Le gouvernement, qui avait tenté précédemment d’interdire le site pendant quelques jours, a dû y renoncer. Devant les protestations de la jeunesse, censurer Facebook à ce moment critique était délicat. À défaut de le neutraliser, les autorités tunisiennes ont alors tenté d’en tirer profit.

À Noël, Joe Sullivan commence à recevoir d’étranges messages. « Nous avions des retours anecdotiques d’utilisateurs disant : "On dirait que quelqu’un s’est connecté à mon compte et l’a supprimé." », explique-t-il. Mais il faudra encore une dizaine de jours à son équipe pour prendre la mesure de l’ampleur de l’attaque. Le 5 janvier, il devient clair que c’est l’ensemble des mots de passe des utilisateurs tunisiens que l’on tente de capturer.

Tous les FAIs utilisent en fait un bout de code qui enregistre les informations des utilisateurs, quand ils tentent de se connecter. Sullivan se rend compte qu’il s’agit d’une opération éminemment politique, mais décide d’adopter une approche neutre sur ce plan. « Au fond, de notre point de vue, le problème était juste de garantir la sécurité des mots de passe et de protéger l’intégrité des comptes […] C’était de manière très nette un problème de sécurité et beaucoup moins une question politique. »

Pour riposter, Facebook adopte alors une stratégie de protection à deux niveaux, technique et humain, qu’il appliquera à l’ensemble du territoire tunisien à compter du lundi 10 janvier. D’abord, forcer les utilisateurs tunisiens à passer par un protocole de cryptage « https », qui empêche la capture des mots de passe lors de la connexion. Ensuite, demander aux utilisateurs ayant un comportement étrange de prouver qu’ils sont bien les titulaires du compte en leur exigeant de reconnaître quelques-uns de leurs amis sur des photos qui leur sont proposées.

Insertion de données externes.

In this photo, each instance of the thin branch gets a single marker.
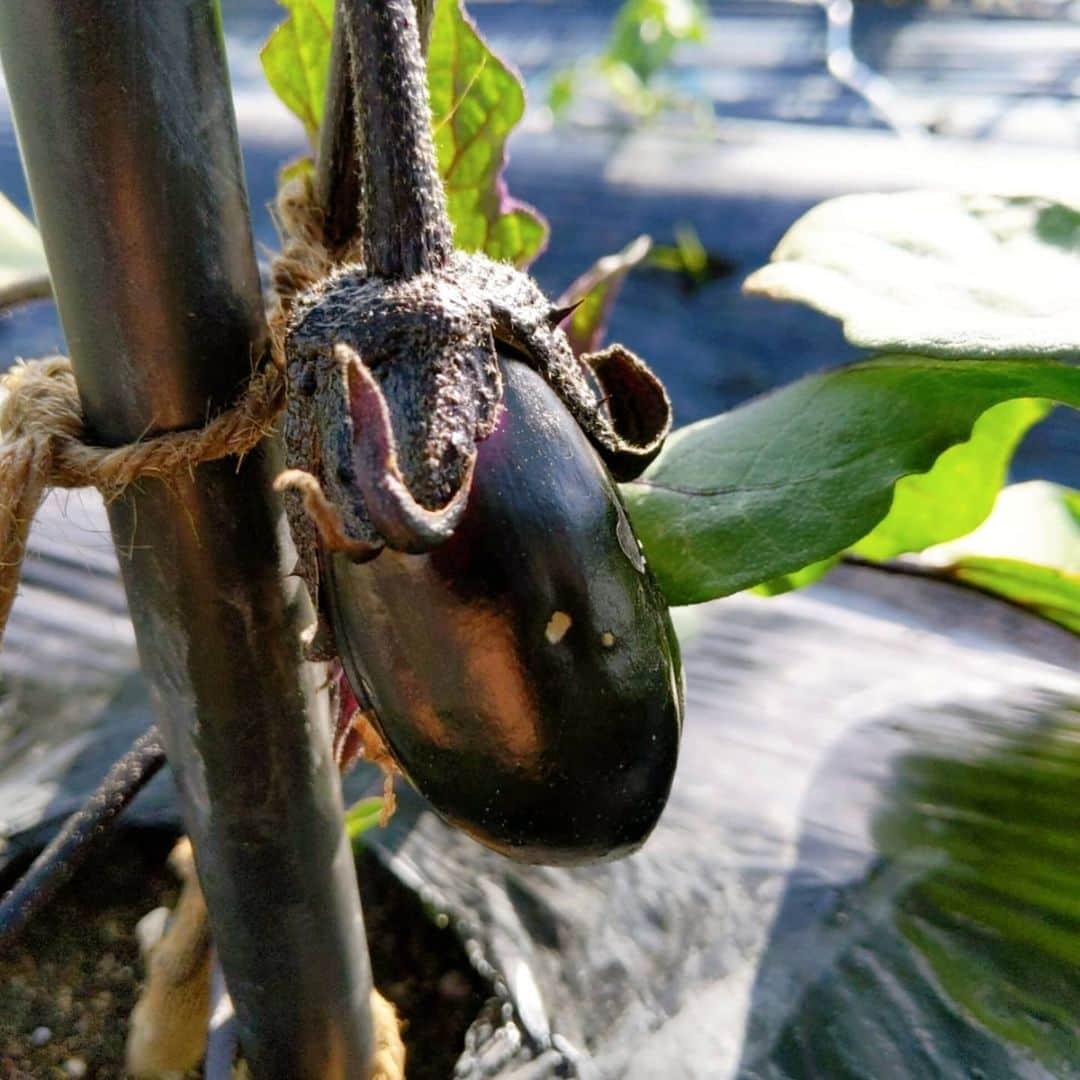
(82, 832)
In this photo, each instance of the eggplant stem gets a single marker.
(404, 223)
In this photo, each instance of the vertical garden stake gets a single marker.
(125, 124)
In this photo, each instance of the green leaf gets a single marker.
(798, 579)
(1031, 522)
(646, 34)
(361, 817)
(804, 472)
(475, 102)
(958, 494)
(296, 59)
(937, 273)
(1047, 591)
(24, 273)
(594, 293)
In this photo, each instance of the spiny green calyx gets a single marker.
(392, 359)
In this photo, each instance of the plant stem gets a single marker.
(404, 224)
(338, 179)
(125, 123)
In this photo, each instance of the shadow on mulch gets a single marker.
(68, 987)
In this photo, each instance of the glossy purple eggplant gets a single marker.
(524, 674)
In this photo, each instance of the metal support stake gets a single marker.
(125, 123)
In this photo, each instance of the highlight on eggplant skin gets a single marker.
(525, 674)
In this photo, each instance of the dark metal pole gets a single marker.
(125, 123)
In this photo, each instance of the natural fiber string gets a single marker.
(43, 437)
(44, 444)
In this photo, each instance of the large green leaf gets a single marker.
(24, 273)
(806, 471)
(1044, 590)
(593, 295)
(296, 59)
(476, 102)
(1027, 550)
(958, 494)
(937, 273)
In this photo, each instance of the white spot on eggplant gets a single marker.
(557, 625)
(629, 542)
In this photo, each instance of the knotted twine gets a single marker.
(44, 441)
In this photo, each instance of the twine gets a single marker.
(43, 437)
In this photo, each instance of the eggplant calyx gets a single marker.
(402, 522)
(638, 407)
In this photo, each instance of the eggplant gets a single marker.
(524, 673)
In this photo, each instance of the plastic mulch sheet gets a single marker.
(867, 867)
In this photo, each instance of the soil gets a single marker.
(68, 986)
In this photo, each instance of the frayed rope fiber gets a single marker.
(43, 444)
(43, 437)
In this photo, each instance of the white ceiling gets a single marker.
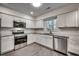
(26, 8)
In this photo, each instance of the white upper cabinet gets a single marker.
(29, 24)
(7, 44)
(39, 24)
(68, 19)
(6, 20)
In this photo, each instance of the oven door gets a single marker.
(19, 24)
(20, 39)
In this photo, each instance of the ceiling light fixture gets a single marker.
(31, 12)
(35, 4)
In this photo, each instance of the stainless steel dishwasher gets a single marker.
(60, 43)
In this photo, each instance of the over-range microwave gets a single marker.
(17, 24)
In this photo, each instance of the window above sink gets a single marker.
(50, 23)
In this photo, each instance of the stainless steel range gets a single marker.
(20, 39)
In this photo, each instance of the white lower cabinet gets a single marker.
(30, 38)
(7, 44)
(73, 44)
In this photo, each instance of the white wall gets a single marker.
(58, 11)
(64, 31)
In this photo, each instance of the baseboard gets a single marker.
(61, 52)
(73, 53)
(43, 46)
(7, 52)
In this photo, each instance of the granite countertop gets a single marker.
(49, 34)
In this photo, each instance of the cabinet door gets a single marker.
(7, 44)
(6, 20)
(73, 44)
(71, 19)
(61, 22)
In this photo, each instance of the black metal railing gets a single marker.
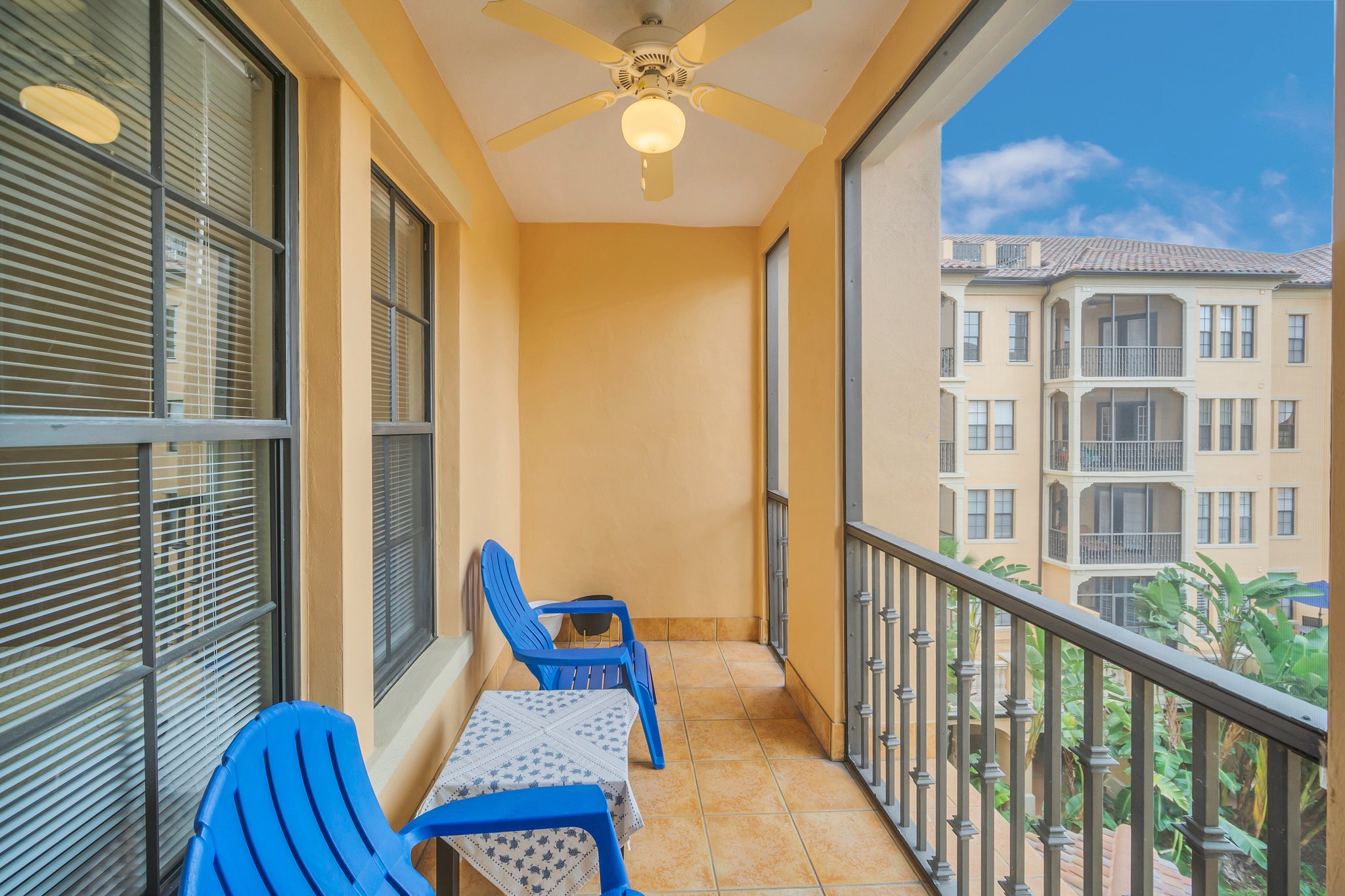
(920, 628)
(778, 570)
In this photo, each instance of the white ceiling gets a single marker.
(584, 172)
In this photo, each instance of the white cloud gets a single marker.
(1271, 178)
(981, 188)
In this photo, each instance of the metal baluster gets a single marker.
(1019, 707)
(864, 707)
(877, 666)
(1049, 830)
(785, 580)
(990, 771)
(965, 671)
(1208, 842)
(920, 775)
(1283, 820)
(892, 738)
(1095, 759)
(1141, 788)
(907, 695)
(939, 867)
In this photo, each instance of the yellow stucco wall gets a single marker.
(640, 416)
(810, 209)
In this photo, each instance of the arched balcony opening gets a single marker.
(1060, 339)
(1132, 335)
(1124, 523)
(1132, 430)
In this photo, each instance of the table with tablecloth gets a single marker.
(519, 739)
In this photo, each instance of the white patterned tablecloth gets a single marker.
(519, 739)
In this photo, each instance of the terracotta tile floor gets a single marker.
(748, 803)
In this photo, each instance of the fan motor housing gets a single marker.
(650, 47)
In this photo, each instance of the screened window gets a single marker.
(1003, 513)
(1297, 339)
(1287, 425)
(971, 336)
(1003, 426)
(1286, 501)
(978, 419)
(1017, 336)
(977, 509)
(404, 505)
(144, 296)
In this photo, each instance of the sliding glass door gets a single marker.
(146, 426)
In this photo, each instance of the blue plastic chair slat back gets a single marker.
(519, 622)
(291, 812)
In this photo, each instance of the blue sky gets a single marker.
(1191, 121)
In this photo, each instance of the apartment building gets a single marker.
(1111, 406)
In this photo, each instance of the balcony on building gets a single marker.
(1118, 335)
(1119, 430)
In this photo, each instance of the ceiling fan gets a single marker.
(654, 64)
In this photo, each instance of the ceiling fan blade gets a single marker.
(552, 120)
(734, 26)
(558, 32)
(758, 116)
(657, 177)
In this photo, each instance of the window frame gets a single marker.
(384, 431)
(277, 437)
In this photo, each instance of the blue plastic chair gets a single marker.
(290, 812)
(569, 670)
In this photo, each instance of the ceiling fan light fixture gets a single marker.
(73, 110)
(653, 125)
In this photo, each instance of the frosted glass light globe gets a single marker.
(73, 110)
(653, 125)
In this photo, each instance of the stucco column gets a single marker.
(337, 461)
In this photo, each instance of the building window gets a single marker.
(1017, 336)
(146, 288)
(977, 426)
(977, 513)
(971, 336)
(1225, 331)
(404, 507)
(1286, 503)
(171, 333)
(1297, 339)
(1003, 426)
(1225, 425)
(1287, 425)
(1003, 513)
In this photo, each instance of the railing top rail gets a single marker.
(1296, 723)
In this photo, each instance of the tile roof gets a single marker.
(1064, 255)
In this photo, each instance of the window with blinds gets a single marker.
(146, 406)
(404, 504)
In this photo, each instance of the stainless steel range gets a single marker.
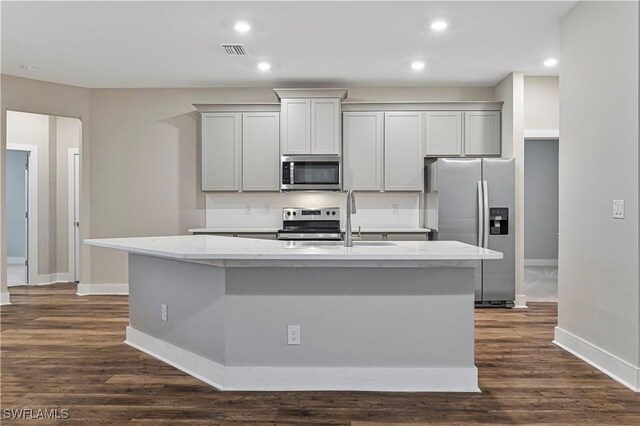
(310, 224)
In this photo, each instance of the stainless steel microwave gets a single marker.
(310, 173)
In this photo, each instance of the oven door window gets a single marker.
(316, 173)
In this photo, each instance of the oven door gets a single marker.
(311, 172)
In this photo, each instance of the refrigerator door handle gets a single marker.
(480, 215)
(486, 214)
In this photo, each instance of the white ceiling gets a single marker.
(176, 44)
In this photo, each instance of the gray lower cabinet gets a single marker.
(260, 151)
(240, 151)
(482, 131)
(363, 151)
(403, 146)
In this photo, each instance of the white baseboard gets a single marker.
(541, 262)
(4, 298)
(614, 367)
(306, 378)
(542, 134)
(59, 277)
(520, 302)
(102, 289)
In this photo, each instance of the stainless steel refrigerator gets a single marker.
(472, 200)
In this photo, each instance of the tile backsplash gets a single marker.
(264, 210)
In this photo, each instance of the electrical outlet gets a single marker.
(293, 335)
(165, 312)
(618, 209)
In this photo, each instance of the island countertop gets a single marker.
(220, 248)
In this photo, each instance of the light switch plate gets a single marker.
(618, 209)
(293, 335)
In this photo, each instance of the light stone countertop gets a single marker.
(274, 230)
(219, 248)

La guerre entre l’ATI et Facebook aurait pu durer longtemps, mais dès jeudi 13 janvier, dans un discours historique, Zine el-Abidine Ben Ali annonce la fin de la censure sur internet, décision qui est mise en œuvre immédiatement – à l’exception de celle portant sur les sites pornographiques.

À toute chose malheur est bon, dit l’adage, et la mésaventure tunisienne commence à faire réfléchir Facebook. « Quand vous prenez du recul et pensez à la manière dont le trafic internet est acheminé, une incroyable proportion est susceptible d’être consultée par les gouvernements », remarque-t-il. Première solution annoncée : le site américain a dit avoir commencé des travaux pour permettre aux militants politiques et membres d’ONG de lui adresser des plaintes via une procédure spéciale. Et sécurisée…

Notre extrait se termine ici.